I actually can't believe I am putting myself through all this again. My DS said to me last night that he thought I was really brave - he's so sweet.

Claire xx


----------



## pem

Hiyah Guys!!

Just poppin on to say good luck and lots of     to Tonia for that 2ww, Paula and Claire for your downregging and Terri for your upcoming treatment!!

Another   for Mable ..

Emma x


----------



## duff

Best of luck Mable.  I'm hoping so hard that those follicles of yours catch up and your levels stay low.


----------



## Julie-Anne

Hi Marble,

Have just responded to your pm about my experience of over stimming and getting to eC and et.

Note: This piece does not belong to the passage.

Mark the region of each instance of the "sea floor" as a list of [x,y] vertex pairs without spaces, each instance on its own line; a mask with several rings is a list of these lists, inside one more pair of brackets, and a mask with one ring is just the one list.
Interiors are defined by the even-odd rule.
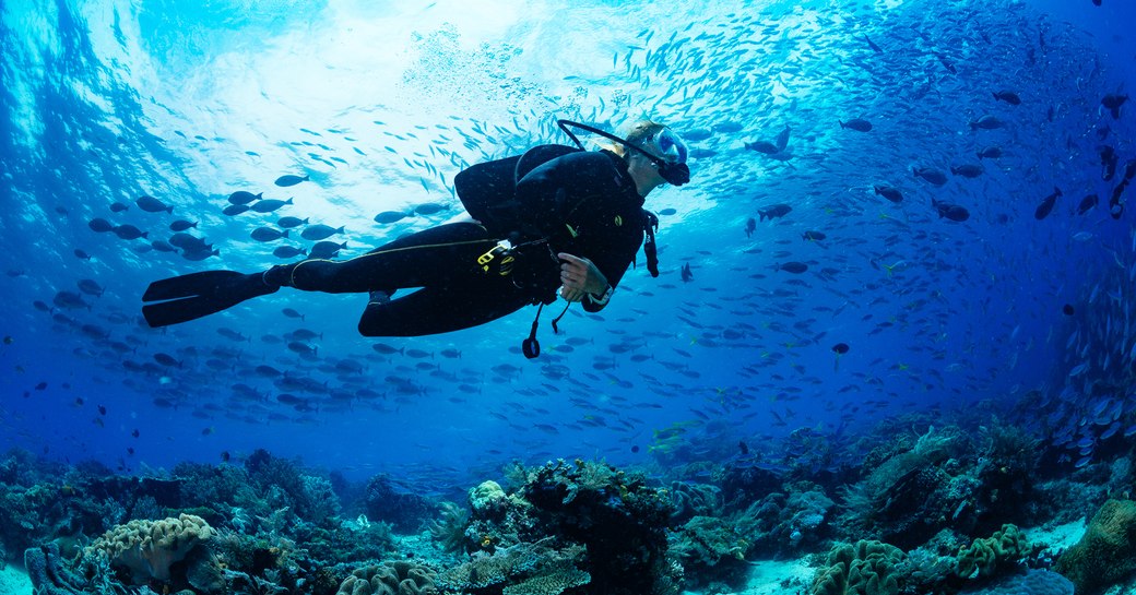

Should have read youR message better as I explained the change oF protocol I had which took me from 70+ follicle's and E2 levels being to high so the cycle being abandoned to for the last cycle and this one having approx 40 follicles and getting to ec and et. 
Sorry I did not click that you were stimming and at risk of abandoning now. So hope the coasting will get your follicles there     and you do not have to abandon as I too know how distressing this is. 

Good luck sweetie and let me know if you need any more info. I set up a vote under the voting section on follicle numbers at EC and there were a few others who posted on it recently who got to EC with really high numbers too. It  might be worth asking them what they did too.

Good luck

Julie xx


----------



## Mable

Thanks you guys.   Those follie dances are just excellent. Feeling a bit more reconciled to the situation now. Fingers crossed all round. E is totally against recruiting our own donor, so we are in the hands of the clinic. Might be good advice to change clinics. 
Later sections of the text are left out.